No way to tell from those pics. You (or the installer) will have to physically check to see which color stock wires were tapped to feed the amp. When I did the Kappa upgrade, I reversed the polarity (green vs green/brown IIRC) and EVRYTHING sounded horrible. The minute I fixed it... bam, 1000% better and sounds as advertised.
#399
No. There's no way you can tell how good or bad a system sounds from a video clip. Plus, you're grasping at straws here (messing with the engineering menu, upgrading to Kappa's, etc.) instead of solving your real problem with the JL setup. You paid quite a but for that sub/amp combo so why not get the problem solved before doing other things? Just my $0.015-worth...
#400
I red this great topic form bottom up and I learnt a lot from it.

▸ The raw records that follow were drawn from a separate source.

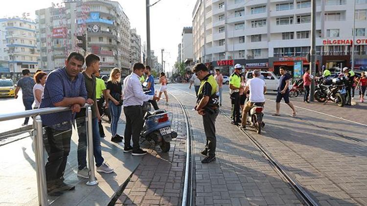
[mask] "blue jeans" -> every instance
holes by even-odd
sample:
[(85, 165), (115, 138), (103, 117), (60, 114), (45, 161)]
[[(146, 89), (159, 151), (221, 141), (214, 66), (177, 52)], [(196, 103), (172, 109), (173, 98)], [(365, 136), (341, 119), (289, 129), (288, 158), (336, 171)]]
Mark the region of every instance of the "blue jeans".
[[(76, 125), (78, 127), (78, 168), (82, 169), (87, 166), (87, 126), (85, 118), (81, 117), (76, 119)], [(101, 147), (101, 137), (99, 136), (98, 119), (92, 119), (92, 133), (93, 134), (93, 154), (95, 160), (95, 165), (100, 166), (104, 161), (102, 156)]]
[[(34, 99), (33, 98), (23, 99), (23, 104), (25, 107), (26, 110), (30, 110), (32, 109), (32, 104), (33, 104), (33, 102), (34, 102)], [(29, 121), (29, 118), (26, 117), (24, 121), (24, 124), (28, 124), (28, 121)]]
[(121, 106), (116, 106), (112, 101), (110, 101), (108, 106), (111, 114), (111, 133), (115, 137), (117, 133), (117, 123), (121, 115)]

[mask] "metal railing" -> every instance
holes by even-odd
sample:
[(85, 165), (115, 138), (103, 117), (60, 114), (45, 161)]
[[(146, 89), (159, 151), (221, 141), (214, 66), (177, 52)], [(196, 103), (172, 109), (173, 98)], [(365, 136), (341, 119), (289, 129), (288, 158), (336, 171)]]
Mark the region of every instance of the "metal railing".
[[(93, 185), (98, 184), (95, 179), (94, 163), (93, 153), (93, 135), (92, 132), (92, 114), (91, 105), (88, 104), (83, 107), (86, 108), (86, 122), (87, 123), (87, 138), (88, 145), (88, 166), (89, 167), (89, 178), (87, 182), (88, 185)], [(16, 119), (32, 117), (33, 121), (33, 132), (34, 136), (35, 162), (37, 180), (38, 203), (40, 206), (48, 205), (46, 172), (45, 167), (45, 152), (43, 142), (43, 128), (41, 115), (70, 110), (69, 107), (57, 107), (44, 108), (41, 109), (26, 110), (0, 115), (0, 122)]]

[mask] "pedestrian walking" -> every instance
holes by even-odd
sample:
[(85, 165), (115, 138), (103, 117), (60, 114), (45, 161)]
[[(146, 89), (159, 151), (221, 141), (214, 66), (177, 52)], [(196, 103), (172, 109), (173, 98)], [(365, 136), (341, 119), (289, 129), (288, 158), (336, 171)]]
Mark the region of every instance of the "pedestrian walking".
[(71, 52), (65, 66), (51, 72), (45, 84), (40, 108), (68, 106), (71, 110), (41, 116), (48, 143), (45, 167), (49, 194), (60, 195), (59, 192), (75, 188), (64, 182), (63, 176), (70, 151), (72, 123), (87, 97), (84, 78), (79, 73), (84, 63), (83, 55)]
[(161, 99), (162, 93), (164, 93), (164, 97), (166, 98), (166, 104), (168, 104), (168, 95), (167, 94), (167, 78), (164, 72), (161, 72), (160, 77), (160, 83), (161, 83), (161, 88), (160, 89), (160, 94), (158, 96), (158, 99)]
[(292, 77), (291, 76), (291, 75), (287, 72), (287, 68), (285, 67), (281, 66), (279, 68), (279, 71), (282, 76), (280, 77), (280, 79), (279, 80), (279, 86), (278, 86), (277, 94), (276, 94), (276, 100), (275, 101), (276, 103), (276, 113), (273, 114), (272, 115), (280, 115), (280, 101), (282, 99), (284, 99), (285, 103), (292, 109), (293, 111), (292, 116), (296, 117), (297, 115), (297, 111), (295, 108), (293, 104), (289, 101), (289, 87)]
[[(87, 103), (92, 104), (92, 139), (93, 139), (93, 154), (95, 161), (97, 171), (110, 173), (114, 171), (110, 165), (104, 163), (104, 159), (102, 156), (101, 147), (101, 137), (99, 135), (98, 121), (101, 116), (97, 106), (96, 97), (96, 81), (93, 74), (97, 73), (99, 70), (99, 57), (93, 54), (90, 54), (85, 58), (87, 68), (82, 72), (84, 77), (84, 82), (87, 89)], [(83, 178), (89, 178), (89, 169), (87, 167), (87, 123), (85, 121), (85, 108), (82, 109), (79, 113), (82, 113), (84, 117), (77, 120), (78, 127), (78, 177)]]
[[(101, 76), (101, 70), (98, 69), (97, 72), (94, 73), (95, 76), (95, 98), (97, 100), (97, 106), (98, 109), (99, 114), (102, 117), (103, 115), (103, 103), (105, 103), (105, 97), (106, 94), (106, 84), (104, 81), (99, 79)], [(102, 119), (98, 120), (98, 128), (99, 128), (99, 136), (103, 138), (106, 137), (103, 126), (102, 125)]]
[[(155, 94), (155, 91), (154, 90), (154, 77), (152, 74), (150, 66), (148, 65), (145, 66), (145, 75), (147, 76), (146, 80), (145, 80), (145, 82), (147, 83), (146, 88), (150, 90), (150, 92), (147, 94), (154, 96)], [(160, 109), (158, 107), (158, 104), (157, 103), (157, 101), (155, 100), (149, 100), (149, 102), (152, 104), (155, 110), (158, 110)]]
[[(110, 78), (107, 81), (107, 86), (106, 94), (107, 95), (106, 101), (108, 100), (108, 104), (106, 106), (110, 108), (111, 115), (111, 141), (118, 143), (122, 142), (123, 137), (117, 134), (117, 124), (121, 115), (121, 106), (122, 106), (121, 98), (122, 98), (122, 85), (120, 82), (121, 70), (118, 68), (115, 68), (110, 74)], [(139, 77), (140, 79), (140, 77)], [(139, 82), (140, 82), (140, 81)], [(141, 83), (140, 83), (141, 84)]]
[(215, 160), (217, 140), (215, 136), (215, 120), (219, 113), (217, 87), (215, 79), (202, 63), (194, 66), (192, 71), (202, 81), (196, 101), (195, 109), (203, 116), (206, 144), (201, 154), (206, 156), (202, 163), (209, 163)]
[[(22, 89), (23, 105), (24, 105), (26, 110), (30, 110), (32, 109), (32, 104), (33, 104), (33, 102), (34, 102), (33, 90), (35, 82), (33, 78), (30, 77), (30, 72), (29, 69), (23, 69), (22, 70), (22, 73), (23, 75), (23, 78), (18, 82), (17, 88), (15, 89), (14, 98), (15, 99), (18, 98), (18, 93), (19, 90)], [(26, 117), (22, 125), (25, 126), (27, 125), (29, 121), (29, 118)]]
[[(145, 66), (141, 63), (134, 64), (133, 72), (124, 80), (124, 113), (126, 119), (125, 128), (124, 152), (132, 151), (133, 155), (143, 155), (146, 151), (140, 148), (139, 137), (143, 127), (143, 114), (142, 106), (149, 100), (159, 100), (156, 96), (148, 95), (143, 92), (139, 79), (144, 73)], [(133, 146), (131, 146), (131, 139)]]
[(36, 84), (33, 86), (33, 98), (34, 99), (34, 106), (33, 109), (38, 109), (40, 107), (41, 100), (44, 96), (44, 89), (45, 83), (46, 82), (47, 74), (43, 71), (36, 73), (33, 77)]
[(230, 110), (231, 124), (238, 125), (241, 123), (240, 118), (240, 89), (241, 88), (241, 73), (242, 66), (239, 63), (234, 65), (234, 72), (229, 77), (229, 94), (232, 106)]
[(196, 95), (196, 97), (198, 97), (198, 92), (199, 92), (199, 88), (200, 87), (200, 84), (201, 84), (201, 81), (198, 78), (198, 77), (195, 74), (193, 74), (191, 76), (191, 78), (190, 78), (190, 85), (188, 86), (188, 88), (191, 89), (191, 86), (192, 84), (194, 84), (194, 88), (195, 88), (195, 93)]
[(303, 103), (308, 103), (310, 102), (308, 101), (308, 97), (310, 96), (310, 86), (311, 85), (311, 81), (312, 79), (310, 76), (310, 69), (306, 69), (306, 71), (303, 75), (303, 87), (306, 90), (306, 92), (304, 93), (304, 96), (303, 97)]
[[(215, 76), (214, 76), (215, 81), (217, 81), (218, 86), (219, 87), (219, 106), (222, 106), (222, 93), (223, 91), (223, 75), (221, 73), (219, 69), (215, 70)], [(196, 89), (196, 88), (195, 88)], [(196, 90), (195, 90), (196, 91)], [(196, 94), (197, 96), (197, 94)]]

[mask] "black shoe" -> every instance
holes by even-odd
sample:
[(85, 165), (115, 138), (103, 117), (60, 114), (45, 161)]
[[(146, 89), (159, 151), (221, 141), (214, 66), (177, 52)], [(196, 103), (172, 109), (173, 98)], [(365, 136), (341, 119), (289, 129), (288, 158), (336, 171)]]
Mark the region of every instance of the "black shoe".
[(133, 153), (131, 154), (133, 156), (139, 156), (146, 155), (148, 152), (144, 151), (142, 149), (139, 148), (137, 150), (133, 150)]
[(205, 149), (201, 150), (201, 152), (200, 152), (200, 153), (204, 156), (207, 155), (207, 148), (206, 148)]
[(127, 146), (124, 148), (124, 152), (125, 152), (125, 153), (130, 152), (132, 151), (133, 151), (133, 147), (131, 146)]
[(201, 161), (201, 163), (203, 164), (209, 163), (215, 160), (215, 155), (214, 156), (208, 156)]
[(115, 143), (122, 143), (122, 140), (121, 140), (121, 138), (119, 138), (117, 136), (115, 136), (115, 137), (112, 137), (112, 138), (111, 138), (111, 141)]

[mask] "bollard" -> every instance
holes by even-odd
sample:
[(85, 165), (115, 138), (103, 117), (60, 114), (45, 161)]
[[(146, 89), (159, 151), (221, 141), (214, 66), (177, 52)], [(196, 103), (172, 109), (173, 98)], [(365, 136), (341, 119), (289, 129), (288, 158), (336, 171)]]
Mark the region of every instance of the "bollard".
[(86, 123), (87, 125), (87, 138), (88, 141), (88, 166), (89, 167), (89, 180), (87, 185), (93, 185), (98, 184), (95, 179), (94, 170), (94, 159), (93, 152), (93, 132), (92, 131), (92, 114), (91, 106), (88, 106), (86, 109), (87, 116)]
[(41, 116), (36, 117), (33, 122), (33, 128), (37, 132), (34, 137), (36, 165), (37, 167), (37, 185), (38, 191), (38, 203), (42, 206), (48, 205), (47, 202), (47, 186), (46, 184), (46, 171), (45, 169), (45, 152), (44, 150), (43, 132)]

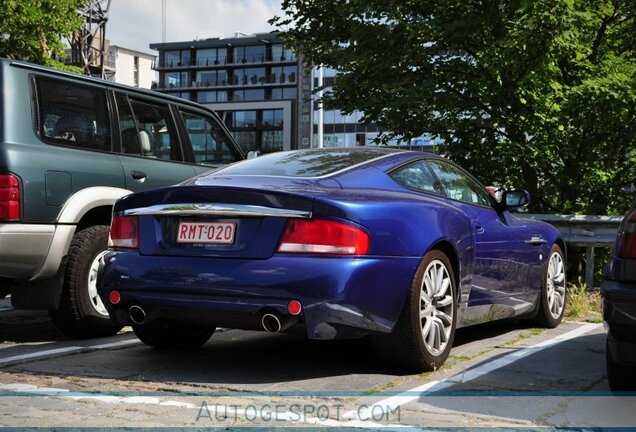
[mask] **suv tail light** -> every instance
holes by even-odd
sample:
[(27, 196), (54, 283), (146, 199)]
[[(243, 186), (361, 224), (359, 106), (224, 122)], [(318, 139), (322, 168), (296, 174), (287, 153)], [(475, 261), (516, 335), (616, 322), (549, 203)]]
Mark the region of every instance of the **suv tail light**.
[(278, 252), (332, 255), (365, 255), (369, 235), (341, 222), (290, 220), (287, 222)]
[(20, 220), (20, 181), (13, 174), (0, 174), (0, 220)]
[(618, 256), (636, 258), (636, 210), (623, 221), (618, 236)]
[(137, 216), (113, 216), (110, 223), (108, 247), (139, 248), (139, 224)]

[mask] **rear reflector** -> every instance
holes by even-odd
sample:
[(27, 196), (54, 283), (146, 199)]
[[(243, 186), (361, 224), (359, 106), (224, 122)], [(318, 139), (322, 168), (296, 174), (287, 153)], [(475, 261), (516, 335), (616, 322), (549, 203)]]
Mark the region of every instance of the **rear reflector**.
[(618, 256), (636, 258), (636, 210), (625, 218), (618, 237)]
[(108, 247), (137, 249), (139, 228), (137, 216), (114, 216), (110, 223)]
[(278, 252), (332, 255), (365, 255), (369, 235), (360, 228), (328, 220), (287, 222)]
[(20, 220), (20, 181), (13, 174), (0, 174), (0, 220)]
[(111, 291), (110, 294), (108, 294), (108, 300), (110, 300), (111, 304), (119, 304), (121, 294), (119, 294), (119, 291)]

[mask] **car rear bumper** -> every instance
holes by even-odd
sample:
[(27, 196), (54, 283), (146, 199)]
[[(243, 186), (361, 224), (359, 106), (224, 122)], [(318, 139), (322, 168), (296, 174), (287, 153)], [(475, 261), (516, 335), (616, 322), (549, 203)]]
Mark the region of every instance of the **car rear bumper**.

Any update about the speakers ?
In UK it is currently impossible to get Infinity Kappa 60.9cs and 62.9i any suggestions about the speakers setup to replace them old models (w204 wise ofc) ?
As I understand Kappa 60.9cs and 62.9i were an 'easy fit' upgrade and I am looking forward to something like this without a need to play a lot with MDF rings.
Any update about the speakers ?
In UK it is currently impossible to get Infinity Kappa 60.9cs and 62.9i any suggestions about the speakers setup to replace them old models (w204 wise ofc) ?
As I understand Kappa 60.9cs and 62.9i were an 'easy fit' upgrade and I am looking forward to something like this without a need to play a lot with MDF rings.